Crónica de José Caria Luís
Mesmo não entrando em política – porque não é o meu forte –, não deixo de constatar o que no rescaldo das Autárquicas, os municípios de Miranda do Douro (mirandês) e do Cartaxo (cartaxês) têm em comum. Além dos dialetos – fantasia minha –, a particularidade política de terem elegido os seus dois candidatos sob o signo da mesma bandeira, a do PPD/PSD, a diferença está no facto de a transmontana Helena Barril ter usado o CDS-PP como muleta, coisa de que o João Heitor não precisou, tendo, por isso, de se desenrascar sozinho. Mas, curiosamente, bem vistas as coisas, ao contrário do que seria suposto, o apelido “Barril” assentaria melhor no vinícola município do Cartaxo, digo eu.

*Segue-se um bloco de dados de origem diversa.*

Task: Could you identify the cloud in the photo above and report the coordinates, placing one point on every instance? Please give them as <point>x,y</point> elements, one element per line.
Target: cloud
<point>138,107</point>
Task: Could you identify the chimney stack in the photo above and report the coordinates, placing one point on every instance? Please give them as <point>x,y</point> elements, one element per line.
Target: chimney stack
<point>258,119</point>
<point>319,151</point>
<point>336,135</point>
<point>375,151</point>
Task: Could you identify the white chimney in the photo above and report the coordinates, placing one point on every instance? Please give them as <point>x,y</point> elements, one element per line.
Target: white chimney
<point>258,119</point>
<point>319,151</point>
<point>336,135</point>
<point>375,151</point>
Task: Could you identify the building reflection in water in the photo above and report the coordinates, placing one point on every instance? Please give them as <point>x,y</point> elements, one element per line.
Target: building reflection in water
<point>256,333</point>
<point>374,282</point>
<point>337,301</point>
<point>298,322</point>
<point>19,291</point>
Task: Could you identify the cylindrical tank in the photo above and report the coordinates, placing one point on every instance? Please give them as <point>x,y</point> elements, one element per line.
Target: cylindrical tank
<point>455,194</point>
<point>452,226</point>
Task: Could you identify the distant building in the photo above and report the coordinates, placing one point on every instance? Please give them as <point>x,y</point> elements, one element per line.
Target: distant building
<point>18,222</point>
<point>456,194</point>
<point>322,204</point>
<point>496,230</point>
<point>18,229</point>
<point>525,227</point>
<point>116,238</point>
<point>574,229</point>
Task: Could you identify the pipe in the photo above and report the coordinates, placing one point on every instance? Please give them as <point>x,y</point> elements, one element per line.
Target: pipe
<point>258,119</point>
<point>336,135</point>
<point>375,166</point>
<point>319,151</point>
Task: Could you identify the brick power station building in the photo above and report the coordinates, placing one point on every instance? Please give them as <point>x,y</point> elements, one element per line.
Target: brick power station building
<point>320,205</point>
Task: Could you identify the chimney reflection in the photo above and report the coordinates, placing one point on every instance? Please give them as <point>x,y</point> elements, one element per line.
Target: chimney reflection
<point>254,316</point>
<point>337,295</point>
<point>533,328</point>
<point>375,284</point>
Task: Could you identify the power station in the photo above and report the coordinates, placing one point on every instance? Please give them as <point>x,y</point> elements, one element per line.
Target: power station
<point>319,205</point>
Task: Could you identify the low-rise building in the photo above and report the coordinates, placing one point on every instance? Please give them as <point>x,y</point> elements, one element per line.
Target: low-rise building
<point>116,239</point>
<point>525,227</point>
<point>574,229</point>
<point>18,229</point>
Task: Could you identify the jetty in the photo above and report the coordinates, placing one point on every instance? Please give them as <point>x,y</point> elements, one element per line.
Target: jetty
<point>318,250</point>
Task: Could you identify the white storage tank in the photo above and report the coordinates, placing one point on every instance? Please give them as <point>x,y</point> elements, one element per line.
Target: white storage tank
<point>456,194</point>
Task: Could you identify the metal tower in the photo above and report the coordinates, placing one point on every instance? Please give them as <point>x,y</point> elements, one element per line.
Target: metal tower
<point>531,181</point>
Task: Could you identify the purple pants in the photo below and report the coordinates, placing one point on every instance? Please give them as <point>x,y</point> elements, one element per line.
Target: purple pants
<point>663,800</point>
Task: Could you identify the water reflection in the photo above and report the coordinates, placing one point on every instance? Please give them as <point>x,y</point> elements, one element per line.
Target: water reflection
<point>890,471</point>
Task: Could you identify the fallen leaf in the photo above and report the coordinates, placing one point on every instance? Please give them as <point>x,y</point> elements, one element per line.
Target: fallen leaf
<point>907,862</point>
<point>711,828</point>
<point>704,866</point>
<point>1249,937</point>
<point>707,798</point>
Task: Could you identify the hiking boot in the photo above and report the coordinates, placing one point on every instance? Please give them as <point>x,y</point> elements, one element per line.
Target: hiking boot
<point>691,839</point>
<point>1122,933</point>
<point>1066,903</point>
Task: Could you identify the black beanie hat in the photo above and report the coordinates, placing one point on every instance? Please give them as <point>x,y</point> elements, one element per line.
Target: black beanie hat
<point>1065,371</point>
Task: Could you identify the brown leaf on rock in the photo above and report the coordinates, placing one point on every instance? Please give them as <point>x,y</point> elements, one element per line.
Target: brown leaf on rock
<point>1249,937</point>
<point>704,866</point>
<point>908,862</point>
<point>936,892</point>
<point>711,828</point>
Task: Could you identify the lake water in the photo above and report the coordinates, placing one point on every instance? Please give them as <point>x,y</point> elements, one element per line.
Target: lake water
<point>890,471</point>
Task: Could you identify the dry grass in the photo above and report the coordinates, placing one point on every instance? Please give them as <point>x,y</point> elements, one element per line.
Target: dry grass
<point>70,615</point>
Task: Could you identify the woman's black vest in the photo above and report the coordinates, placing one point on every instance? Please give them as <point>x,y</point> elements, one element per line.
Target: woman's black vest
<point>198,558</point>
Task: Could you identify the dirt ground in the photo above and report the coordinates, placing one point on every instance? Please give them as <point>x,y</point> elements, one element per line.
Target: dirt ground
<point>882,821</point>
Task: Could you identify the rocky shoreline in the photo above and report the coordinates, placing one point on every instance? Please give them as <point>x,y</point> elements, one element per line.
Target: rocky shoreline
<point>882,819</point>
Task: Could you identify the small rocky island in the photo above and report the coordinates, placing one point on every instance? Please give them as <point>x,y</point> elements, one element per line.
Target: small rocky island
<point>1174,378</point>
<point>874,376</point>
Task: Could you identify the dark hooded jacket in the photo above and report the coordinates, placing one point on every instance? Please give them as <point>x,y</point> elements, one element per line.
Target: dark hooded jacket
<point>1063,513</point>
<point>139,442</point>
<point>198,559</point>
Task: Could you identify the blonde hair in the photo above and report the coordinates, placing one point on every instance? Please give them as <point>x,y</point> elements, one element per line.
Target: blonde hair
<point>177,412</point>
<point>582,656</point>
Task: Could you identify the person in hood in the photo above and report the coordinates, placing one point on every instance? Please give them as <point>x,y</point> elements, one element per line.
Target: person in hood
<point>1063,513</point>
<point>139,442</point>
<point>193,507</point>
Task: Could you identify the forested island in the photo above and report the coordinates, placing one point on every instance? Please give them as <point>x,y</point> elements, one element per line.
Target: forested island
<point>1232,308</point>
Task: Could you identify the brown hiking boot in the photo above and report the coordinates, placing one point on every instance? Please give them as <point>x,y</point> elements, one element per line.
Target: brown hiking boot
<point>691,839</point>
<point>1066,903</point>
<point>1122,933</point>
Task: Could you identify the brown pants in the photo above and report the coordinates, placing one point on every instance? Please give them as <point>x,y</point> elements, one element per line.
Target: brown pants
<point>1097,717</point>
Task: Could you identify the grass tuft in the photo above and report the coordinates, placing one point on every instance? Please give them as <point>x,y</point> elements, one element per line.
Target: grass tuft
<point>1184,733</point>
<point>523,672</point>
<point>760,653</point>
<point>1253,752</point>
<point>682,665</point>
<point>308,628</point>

Mas, deixando-me de política e de vinícola, vou prosseguindo na saga linguística de raiz popular do meu concelho. Para tal, recordar aquele conterrâneo que, na década de 70, tendo comprado um carrito já um bocado usado e abusado, não se conformava com as deficiências que vinha detetando na máquina. O Zé, que só agora tinha passado a afetivo na fábrica, achou que tinha condições para dar o passo, mas mal sabia o que o esperava. Os três principais problemas tinham a ver com o facto de o vendedor não o ter elucidado das necessidades que o carro tinha para poder andar. Para grande desconsolo do amigo Zé, além do bruto consumo de combustível logo nos primeiros quilómetros, o bólide ainda bebia óleo e água, coisa a que o Zé era avesso. Sem garagem nem qualquer outro modo de esconder a desgraçados olhares da praguenta e enciumada vizinhança, de cada vez que pretendia pôr o motor a trabalhar logo era espiado por todas aquelas cabeçorras que brotavam dos postigos, quais abutres a fitar a presa. Uma vez, já o Zé ia na enésima tentativa, quando passou um fulano, o Atónhe, que há muito tinha carro, que se predispôs a dar uma mãozinha.

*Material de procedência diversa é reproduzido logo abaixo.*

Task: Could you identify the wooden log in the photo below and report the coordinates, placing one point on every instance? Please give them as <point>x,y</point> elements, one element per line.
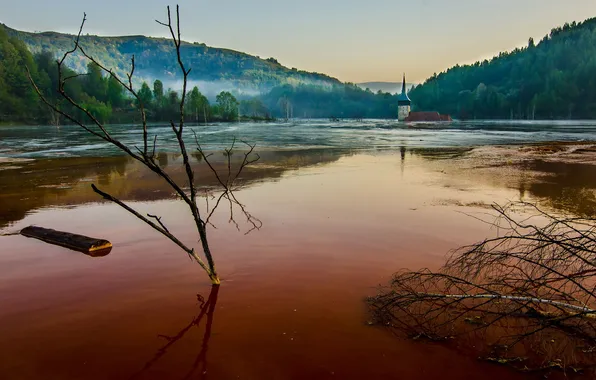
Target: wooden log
<point>80,243</point>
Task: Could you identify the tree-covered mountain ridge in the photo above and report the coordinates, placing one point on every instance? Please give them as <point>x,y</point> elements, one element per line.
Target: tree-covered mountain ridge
<point>555,78</point>
<point>155,59</point>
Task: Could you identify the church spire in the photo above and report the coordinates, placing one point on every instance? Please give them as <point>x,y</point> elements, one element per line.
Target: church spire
<point>403,86</point>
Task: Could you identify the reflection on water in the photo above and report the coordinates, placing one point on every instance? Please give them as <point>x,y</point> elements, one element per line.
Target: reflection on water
<point>566,186</point>
<point>198,368</point>
<point>43,183</point>
<point>292,307</point>
<point>69,141</point>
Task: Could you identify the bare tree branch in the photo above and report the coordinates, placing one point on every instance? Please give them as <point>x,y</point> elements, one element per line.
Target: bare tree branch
<point>530,286</point>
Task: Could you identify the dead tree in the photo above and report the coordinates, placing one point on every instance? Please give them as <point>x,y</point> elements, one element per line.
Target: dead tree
<point>146,154</point>
<point>525,297</point>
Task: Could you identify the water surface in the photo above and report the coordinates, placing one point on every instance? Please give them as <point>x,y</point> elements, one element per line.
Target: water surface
<point>342,207</point>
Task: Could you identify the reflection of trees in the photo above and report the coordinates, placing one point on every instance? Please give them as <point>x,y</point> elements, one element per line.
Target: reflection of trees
<point>199,366</point>
<point>65,181</point>
<point>525,297</point>
<point>566,186</point>
<point>50,182</point>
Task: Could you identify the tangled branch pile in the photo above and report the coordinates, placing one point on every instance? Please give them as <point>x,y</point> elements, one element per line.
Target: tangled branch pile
<point>525,297</point>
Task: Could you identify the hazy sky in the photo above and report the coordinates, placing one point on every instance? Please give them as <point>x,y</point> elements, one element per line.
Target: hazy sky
<point>354,40</point>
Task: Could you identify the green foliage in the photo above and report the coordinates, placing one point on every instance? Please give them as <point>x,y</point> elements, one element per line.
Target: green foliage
<point>552,79</point>
<point>197,106</point>
<point>156,58</point>
<point>145,95</point>
<point>341,101</point>
<point>227,106</point>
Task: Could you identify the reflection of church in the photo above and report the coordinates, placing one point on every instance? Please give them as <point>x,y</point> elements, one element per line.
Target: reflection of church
<point>404,109</point>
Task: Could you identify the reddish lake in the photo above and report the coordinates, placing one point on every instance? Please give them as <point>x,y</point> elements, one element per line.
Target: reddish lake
<point>291,302</point>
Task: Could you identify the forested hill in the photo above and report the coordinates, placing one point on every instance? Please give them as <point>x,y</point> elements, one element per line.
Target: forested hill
<point>155,59</point>
<point>555,78</point>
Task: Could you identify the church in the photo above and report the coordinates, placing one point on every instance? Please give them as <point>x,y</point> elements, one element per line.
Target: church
<point>404,112</point>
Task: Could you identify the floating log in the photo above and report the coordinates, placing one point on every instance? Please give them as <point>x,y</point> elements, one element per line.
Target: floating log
<point>91,246</point>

– Ó Zé, abre lá o capot! Vamos lá ver o que se passa! Então, não tens água no radiador, o óleo do motor está abaixo do mínimo… E gasolina, ainda tem? Isto assim não funciona, pá! – e prosseguindo: – O meu já tem algumas coisas altemáticas, mas este ainda não. Ora, traz-me aí um pisca-polos e um broquim! – ao que o Zé respondeu: -O que é isso? Acho que não tenho!… Nem uma coisa nem outra. – ainda hoje, estou para saber para que queria o Atónhe o berbequim, se não para destruir o carro. Este, que já vinha atrasado para o almoço em família, e perante a inoperacionalidade e ignorância do Zé, desculpou-se e rematou: – Gostava de te ajudar, mas perdi muito tempo no aviário de porcos do engenheiro Cambournac, e como tenho o pessoal à espera para almoçar, hoje é pirum, tenho que ir embora.

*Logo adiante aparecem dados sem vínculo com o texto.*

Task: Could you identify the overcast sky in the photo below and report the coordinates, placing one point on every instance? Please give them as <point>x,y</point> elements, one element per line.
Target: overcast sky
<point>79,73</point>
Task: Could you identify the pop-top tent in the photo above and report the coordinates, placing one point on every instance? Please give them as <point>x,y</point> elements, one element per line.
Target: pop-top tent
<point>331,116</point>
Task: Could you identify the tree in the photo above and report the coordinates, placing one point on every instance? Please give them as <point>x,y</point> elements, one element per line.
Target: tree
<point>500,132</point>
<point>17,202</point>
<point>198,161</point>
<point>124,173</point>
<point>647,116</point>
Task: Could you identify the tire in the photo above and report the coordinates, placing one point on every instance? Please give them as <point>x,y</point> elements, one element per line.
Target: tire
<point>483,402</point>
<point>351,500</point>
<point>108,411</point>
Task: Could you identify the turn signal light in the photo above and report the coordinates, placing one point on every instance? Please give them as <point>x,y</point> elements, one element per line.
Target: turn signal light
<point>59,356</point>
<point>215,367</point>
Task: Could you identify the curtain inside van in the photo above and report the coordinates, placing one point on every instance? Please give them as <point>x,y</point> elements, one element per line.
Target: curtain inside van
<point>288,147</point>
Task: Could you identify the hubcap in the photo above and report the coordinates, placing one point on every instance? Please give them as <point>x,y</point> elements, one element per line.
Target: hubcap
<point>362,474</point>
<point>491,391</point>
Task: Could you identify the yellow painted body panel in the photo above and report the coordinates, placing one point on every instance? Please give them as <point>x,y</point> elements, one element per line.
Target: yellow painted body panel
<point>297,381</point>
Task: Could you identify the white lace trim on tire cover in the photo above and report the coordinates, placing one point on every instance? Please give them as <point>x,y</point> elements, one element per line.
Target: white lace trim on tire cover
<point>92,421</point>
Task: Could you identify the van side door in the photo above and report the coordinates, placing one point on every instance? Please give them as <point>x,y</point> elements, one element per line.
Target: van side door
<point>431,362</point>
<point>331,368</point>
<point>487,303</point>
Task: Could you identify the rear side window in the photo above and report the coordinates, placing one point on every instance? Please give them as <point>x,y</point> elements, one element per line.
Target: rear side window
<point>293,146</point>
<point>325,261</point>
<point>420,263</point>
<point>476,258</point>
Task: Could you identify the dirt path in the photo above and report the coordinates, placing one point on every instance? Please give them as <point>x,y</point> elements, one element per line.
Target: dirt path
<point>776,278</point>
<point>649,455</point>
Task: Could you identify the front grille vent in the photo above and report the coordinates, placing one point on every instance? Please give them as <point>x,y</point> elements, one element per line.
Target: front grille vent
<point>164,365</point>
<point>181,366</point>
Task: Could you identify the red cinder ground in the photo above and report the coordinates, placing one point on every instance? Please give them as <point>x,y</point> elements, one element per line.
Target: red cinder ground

Entretanto, o Zé, que tinha que ir a casa do galinheiro, junto à nora do Zabrigador, levantar a encomenda de um galináceo, ficou-se por casa, esperando que escurecesse para sair de fininho, fora da vista das vizinhas agoirentas. Ele só não gostava muito de andar a pé à noite, fora do povoado, por receio dos belizómetos que, segundo diziam, andavam por lá pelos cruzamentos, disfarçados de burros, atormentando as pessoas de bem e zurrando gineras.
Agora, era hora de encerrar o capítulo e a noite.
*Artigo publicado na edição de outubro do Jornal de Cá.